A su madre, Anabel, siempre la había recordado como una mujer fuerte y entera, pero desde hacía un año, cuando se enteró de la grave enfermedad que padecía su marido, todo parecía precipitarse y su joven madre había envejecido como si renunciara, también, a vivir. Sus ojos siempre parecían ensangrentados y su piel se había arrugado al encogerse su cuerpo, cada vez más delgado y huesudo, como si se resecara su alma por dentro.
Enrique, acostumbrado a esas escenas, parecía un autómata, iba a la nevera sin decir nada, cogía la leche, luego los cereales de un estante del roperillo, mientras miraba de  reojo a su madre, que no se percataba que su hijo estaba allí.
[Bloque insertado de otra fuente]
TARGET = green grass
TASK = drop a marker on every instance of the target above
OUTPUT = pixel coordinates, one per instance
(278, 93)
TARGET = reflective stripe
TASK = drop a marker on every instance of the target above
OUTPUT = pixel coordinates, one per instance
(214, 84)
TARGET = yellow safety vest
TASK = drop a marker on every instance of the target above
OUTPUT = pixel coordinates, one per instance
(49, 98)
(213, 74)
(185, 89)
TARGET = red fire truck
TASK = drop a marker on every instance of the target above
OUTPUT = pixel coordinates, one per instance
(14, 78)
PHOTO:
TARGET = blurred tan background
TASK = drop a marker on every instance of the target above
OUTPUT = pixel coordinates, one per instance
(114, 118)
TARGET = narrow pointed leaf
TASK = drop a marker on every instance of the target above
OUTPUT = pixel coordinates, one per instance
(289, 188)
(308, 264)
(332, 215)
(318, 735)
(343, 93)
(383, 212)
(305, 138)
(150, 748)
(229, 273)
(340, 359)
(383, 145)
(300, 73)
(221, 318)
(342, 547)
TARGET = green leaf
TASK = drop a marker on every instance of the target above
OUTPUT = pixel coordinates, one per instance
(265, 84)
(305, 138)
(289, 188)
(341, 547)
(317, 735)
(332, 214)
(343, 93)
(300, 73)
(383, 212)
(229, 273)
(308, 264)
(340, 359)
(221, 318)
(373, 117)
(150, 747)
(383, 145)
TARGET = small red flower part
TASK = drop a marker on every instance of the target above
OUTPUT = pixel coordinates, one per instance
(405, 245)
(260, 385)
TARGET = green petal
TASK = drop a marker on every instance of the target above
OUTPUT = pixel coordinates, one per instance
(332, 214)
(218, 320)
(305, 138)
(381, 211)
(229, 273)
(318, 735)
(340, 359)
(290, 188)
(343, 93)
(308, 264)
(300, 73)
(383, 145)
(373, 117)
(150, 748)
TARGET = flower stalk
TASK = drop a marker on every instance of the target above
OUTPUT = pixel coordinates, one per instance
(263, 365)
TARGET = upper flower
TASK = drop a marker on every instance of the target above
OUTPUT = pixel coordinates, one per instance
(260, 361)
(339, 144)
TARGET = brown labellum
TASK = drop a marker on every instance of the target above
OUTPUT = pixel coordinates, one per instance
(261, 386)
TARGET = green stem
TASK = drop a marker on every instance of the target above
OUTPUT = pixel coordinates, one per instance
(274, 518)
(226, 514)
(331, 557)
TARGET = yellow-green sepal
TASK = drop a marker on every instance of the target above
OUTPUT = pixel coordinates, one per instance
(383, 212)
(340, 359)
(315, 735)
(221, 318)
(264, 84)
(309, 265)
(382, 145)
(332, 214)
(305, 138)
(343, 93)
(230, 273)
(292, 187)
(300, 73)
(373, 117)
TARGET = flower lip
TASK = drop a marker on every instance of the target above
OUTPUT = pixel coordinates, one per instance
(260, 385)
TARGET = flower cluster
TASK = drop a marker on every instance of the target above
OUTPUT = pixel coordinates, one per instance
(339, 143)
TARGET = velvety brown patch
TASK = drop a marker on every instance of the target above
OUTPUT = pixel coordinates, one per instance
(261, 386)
Se sentía verdaderamente invisible, y apenas podía recordar aquel tiempo en que fue el centro de atención de sus padres y recibía todo tipo de atenciones.
Cabizbajo, regresaba, después de darle un beso en la frente a su madre, que aún con las lágrimas en los ojos, parecía ausente y con la mirada perdida. Cuando Enrique volvía a subir las escaleras, parecía un viejo arrastrando un cuerpo pesado y dolorido por  la pena, la tristeza y la impotencia de ver como su familia se iba poco a poco deshaciéndose, como si ellos fuesen figuritas de arena.
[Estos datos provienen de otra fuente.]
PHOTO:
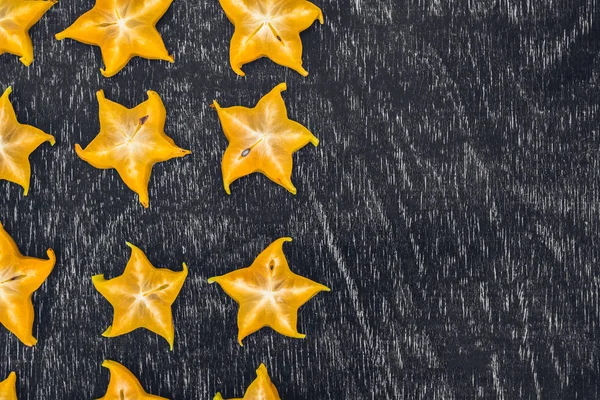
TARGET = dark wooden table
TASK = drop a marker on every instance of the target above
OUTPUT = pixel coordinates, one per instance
(452, 206)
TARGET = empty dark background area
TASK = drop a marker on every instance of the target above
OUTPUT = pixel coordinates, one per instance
(452, 206)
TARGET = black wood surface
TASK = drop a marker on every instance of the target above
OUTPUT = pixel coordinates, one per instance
(452, 206)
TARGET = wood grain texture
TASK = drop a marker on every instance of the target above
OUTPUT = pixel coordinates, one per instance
(452, 206)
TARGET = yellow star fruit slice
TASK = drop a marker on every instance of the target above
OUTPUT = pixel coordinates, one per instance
(8, 387)
(260, 389)
(20, 276)
(142, 297)
(123, 385)
(122, 29)
(131, 141)
(268, 293)
(17, 142)
(261, 139)
(269, 28)
(16, 18)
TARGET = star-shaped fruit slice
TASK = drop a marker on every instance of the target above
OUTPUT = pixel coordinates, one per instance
(269, 28)
(131, 141)
(260, 389)
(20, 276)
(122, 29)
(16, 18)
(268, 293)
(261, 139)
(142, 296)
(8, 387)
(123, 385)
(17, 142)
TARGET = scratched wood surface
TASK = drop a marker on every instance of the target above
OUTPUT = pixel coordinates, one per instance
(452, 206)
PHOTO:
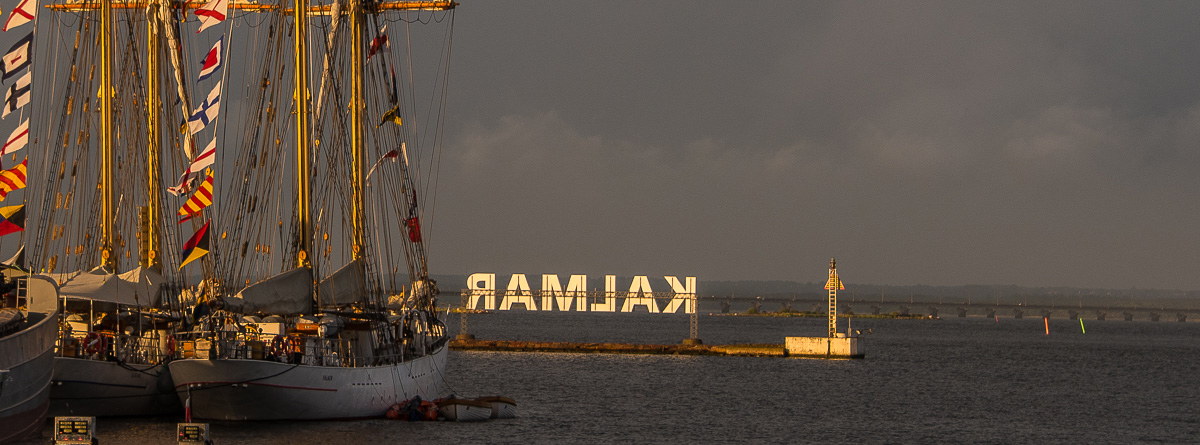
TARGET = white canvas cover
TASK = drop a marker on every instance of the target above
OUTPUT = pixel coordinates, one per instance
(346, 286)
(288, 293)
(138, 287)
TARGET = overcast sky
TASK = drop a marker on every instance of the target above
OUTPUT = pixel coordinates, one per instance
(919, 143)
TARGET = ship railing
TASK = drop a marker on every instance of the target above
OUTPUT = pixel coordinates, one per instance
(241, 344)
(149, 348)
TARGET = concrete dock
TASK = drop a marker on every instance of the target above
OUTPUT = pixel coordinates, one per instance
(756, 350)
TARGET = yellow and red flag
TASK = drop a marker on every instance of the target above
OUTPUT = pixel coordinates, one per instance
(201, 199)
(12, 179)
(196, 246)
(12, 220)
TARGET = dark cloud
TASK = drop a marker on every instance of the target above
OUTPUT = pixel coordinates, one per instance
(937, 143)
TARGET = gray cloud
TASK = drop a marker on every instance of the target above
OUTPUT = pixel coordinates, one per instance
(937, 143)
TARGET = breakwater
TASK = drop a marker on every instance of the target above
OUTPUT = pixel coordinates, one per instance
(756, 350)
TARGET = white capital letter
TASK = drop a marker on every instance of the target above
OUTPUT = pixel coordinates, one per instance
(481, 284)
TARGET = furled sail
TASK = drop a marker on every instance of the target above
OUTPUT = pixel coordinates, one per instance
(288, 293)
(346, 286)
(138, 287)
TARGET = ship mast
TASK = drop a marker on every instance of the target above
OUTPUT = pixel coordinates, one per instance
(149, 257)
(107, 158)
(304, 204)
(358, 156)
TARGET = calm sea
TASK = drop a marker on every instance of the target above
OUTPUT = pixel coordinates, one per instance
(951, 380)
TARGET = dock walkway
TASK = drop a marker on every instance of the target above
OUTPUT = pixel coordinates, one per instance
(757, 350)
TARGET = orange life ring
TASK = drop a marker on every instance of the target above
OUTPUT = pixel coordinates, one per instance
(279, 346)
(94, 342)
Pero cuando volvió a entrar en su habitación, esa mañana, quedó deslumbrado por la luz que entraba por la ventana y, al intentar cerrarla, su cuerpo osciló, como si el suelo cediera, haciéndolo caer. Sin comprender qué es lo que estaba ocurriendo, se  levantó del suelo y salió apresuradamente de la habitación. Fue entonces cuando lo sorprendió un aire cálido y húmedo, como la brisa del Monzón, y tras bajar las escaleras contempló algo realmente alucinante: la luz lo llenaba todo y ,poco a poco, pudo observar unas islas en forma de altas montañas redondeadas que parecían flotar sobre un mar espeso de tonos verdosos, mientras un cielo plomizo le daba a todo aquello un aire misterioso.
Un ruido, como si fuese el golpear de palos de madera ,lo hizo girar contemplando, de repente, una inmensa vela atravesada por listones de madera paralelos entre sí, “¡Es un gran Junco!”, pensó, mientras la inmensa embarcación surcaba, majestuosa, las aguas del Mar Amarillo o del Mar de la China.
–¡Señol! –oyó decir– la Glan Plincesa desea hablal con usted.
            Enrique no fue capaz de contestar y siguió al marinero chino, mientras observaba el  lujoso traje de Gran capitán que él mismo llevaba puesto. Cuando levantó la vista, contempló admirado a una hermosa joven que se acercaba hasta él y, tras agarrarlo fuertemente por el chaleco, lo zarandeó a la vez que no dejaba de gritarle: “¡Enrique, Enrique, despiértate, que se te hace tarde para ir al colegio!”.